Headline, July 10 2022/ ''' '' IN PERSON IS '' '''


''' '' IN PERSON IS '' '''

' IT'S THE IMPROMPTU-NESS OF IN-PERSON. ' Companies really, really want their employees to go back to the office. And some employers say that the results of their remote work experiment are in. They want some-in-person time.

Manny Medina, the chief executive of a Seattle-based artificial intelligence sales company, doesn't mind repeating himself. That proved convenient this year, as he faced the same question innumerable times.

WAIT, so why was it you wanted us back in the office?

SALESFORCE - THE BUSINESS SOFTWARE BEHEMOTH - announced that for a 10 day period, it will give a $10 charitable donation per day on behalf of any employee who comes into the office [ or for remote employees who attend company events].

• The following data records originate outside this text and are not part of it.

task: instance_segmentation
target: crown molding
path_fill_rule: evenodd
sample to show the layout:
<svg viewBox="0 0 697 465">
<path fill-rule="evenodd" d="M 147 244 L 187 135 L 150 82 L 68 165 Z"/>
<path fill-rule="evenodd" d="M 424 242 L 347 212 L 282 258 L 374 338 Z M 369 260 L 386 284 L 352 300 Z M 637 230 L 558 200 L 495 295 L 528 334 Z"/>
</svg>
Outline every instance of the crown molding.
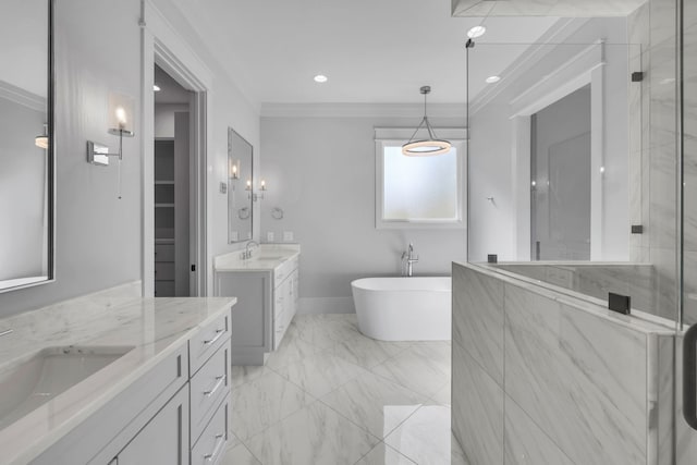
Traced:
<svg viewBox="0 0 697 465">
<path fill-rule="evenodd" d="M 503 94 L 517 78 L 549 53 L 549 47 L 563 44 L 572 34 L 580 29 L 590 19 L 563 17 L 557 21 L 536 44 L 531 44 L 501 75 L 504 77 L 496 86 L 489 86 L 479 93 L 469 105 L 469 114 L 481 110 L 499 95 Z M 493 45 L 493 44 L 491 44 Z M 503 47 L 503 46 L 502 46 Z M 475 45 L 476 49 L 476 45 Z"/>
<path fill-rule="evenodd" d="M 4 81 L 0 81 L 0 98 L 4 98 L 5 100 L 13 101 L 41 113 L 46 113 L 47 111 L 46 97 L 32 94 L 30 91 L 24 90 L 23 88 Z"/>
<path fill-rule="evenodd" d="M 429 103 L 428 117 L 464 121 L 465 103 Z M 261 103 L 261 118 L 419 118 L 423 103 Z"/>
</svg>

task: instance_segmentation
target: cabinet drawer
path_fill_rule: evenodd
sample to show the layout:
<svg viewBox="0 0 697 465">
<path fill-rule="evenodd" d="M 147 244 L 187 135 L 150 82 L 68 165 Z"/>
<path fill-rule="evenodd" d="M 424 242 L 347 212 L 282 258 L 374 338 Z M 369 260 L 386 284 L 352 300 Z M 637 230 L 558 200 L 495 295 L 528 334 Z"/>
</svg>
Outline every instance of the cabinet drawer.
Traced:
<svg viewBox="0 0 697 465">
<path fill-rule="evenodd" d="M 191 339 L 188 356 L 192 377 L 223 343 L 230 345 L 230 311 L 227 311 Z"/>
<path fill-rule="evenodd" d="M 155 261 L 174 261 L 174 244 L 155 244 Z"/>
<path fill-rule="evenodd" d="M 225 444 L 228 443 L 229 411 L 230 403 L 225 400 L 220 404 L 200 438 L 192 448 L 192 465 L 222 463 L 221 457 L 225 454 Z"/>
<path fill-rule="evenodd" d="M 192 439 L 198 438 L 210 420 L 221 399 L 230 394 L 228 379 L 230 366 L 230 344 L 218 352 L 198 370 L 191 382 Z"/>
<path fill-rule="evenodd" d="M 174 279 L 174 264 L 173 262 L 155 262 L 155 280 L 173 280 Z"/>
</svg>

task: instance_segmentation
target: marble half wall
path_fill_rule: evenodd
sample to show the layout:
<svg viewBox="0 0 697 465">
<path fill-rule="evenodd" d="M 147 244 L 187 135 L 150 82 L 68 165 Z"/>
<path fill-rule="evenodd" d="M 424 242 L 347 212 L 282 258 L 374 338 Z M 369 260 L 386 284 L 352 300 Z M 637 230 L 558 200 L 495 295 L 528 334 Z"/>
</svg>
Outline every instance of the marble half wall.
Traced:
<svg viewBox="0 0 697 465">
<path fill-rule="evenodd" d="M 673 339 L 453 264 L 453 433 L 473 464 L 670 464 Z"/>
</svg>

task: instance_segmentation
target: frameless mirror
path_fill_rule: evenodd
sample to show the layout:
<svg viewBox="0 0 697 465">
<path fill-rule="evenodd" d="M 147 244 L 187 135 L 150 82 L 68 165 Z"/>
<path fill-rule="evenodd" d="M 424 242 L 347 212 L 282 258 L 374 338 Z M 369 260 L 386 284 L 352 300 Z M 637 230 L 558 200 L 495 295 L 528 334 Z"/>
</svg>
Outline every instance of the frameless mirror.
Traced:
<svg viewBox="0 0 697 465">
<path fill-rule="evenodd" d="M 53 279 L 52 1 L 0 4 L 0 292 Z"/>
<path fill-rule="evenodd" d="M 228 127 L 228 243 L 252 238 L 253 148 Z"/>
</svg>

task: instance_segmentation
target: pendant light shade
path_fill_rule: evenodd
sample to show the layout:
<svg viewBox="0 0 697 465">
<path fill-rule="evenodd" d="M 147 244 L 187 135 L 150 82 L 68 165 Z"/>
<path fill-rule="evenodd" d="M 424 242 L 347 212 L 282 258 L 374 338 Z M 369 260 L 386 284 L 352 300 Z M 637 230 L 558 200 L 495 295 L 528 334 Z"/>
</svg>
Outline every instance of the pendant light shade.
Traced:
<svg viewBox="0 0 697 465">
<path fill-rule="evenodd" d="M 426 115 L 426 96 L 430 94 L 431 87 L 423 86 L 419 90 L 424 95 L 424 119 L 416 127 L 416 131 L 414 131 L 414 134 L 412 134 L 409 142 L 402 146 L 402 154 L 407 157 L 430 157 L 432 155 L 445 154 L 450 150 L 450 143 L 436 137 L 436 133 Z M 416 134 L 421 127 L 425 127 L 428 132 L 428 138 L 415 139 Z"/>
</svg>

A spokeswoman said it was only natural the company would want to find moments for '' doing well and doing good.''

But to some employees, it might feel like a tonal shift, given that the company's previous workplace plans were announced with fanfare for a future in which much of its staff could be fully or particularly remote forever. [ The company emphasised that this remains the case.]

'' An immersive workspace is no longer limited to a desk in our Towers,'' the company wrote in a February 2021 memo. '' The 9-to-5 workday is dead.''

It was very much alive on a recent Monday at Salesforce Tower in New York, as a hum of activity filled the 41-story building looming over Bryant Park. Desks and conference rooms were filled with employees, some of them visiting from San Francisco for the company's A.I. focused day.

In the top floor lounge, workers stood in line waiting for coffee, as Salesforce's catering team prepared shrimp tacos for an event that week.

Scattered throughout the office were the company's animal mascots. Brandy the fox represents marketing. Astro the astronaut sat behind a piano in the 41st floor lounge. Codey the bear stood guard near the developers.

'' It's the impromptu-ness of in-person - so for example, I was at the office and there was somebody from Chicago, she was in the San Francisco office - 'Oh do you have time to go and chat and have a meeting about a strategy that we're rolling out? ' '' said Natalie Scardin, Salesforce's global head of talent strategy.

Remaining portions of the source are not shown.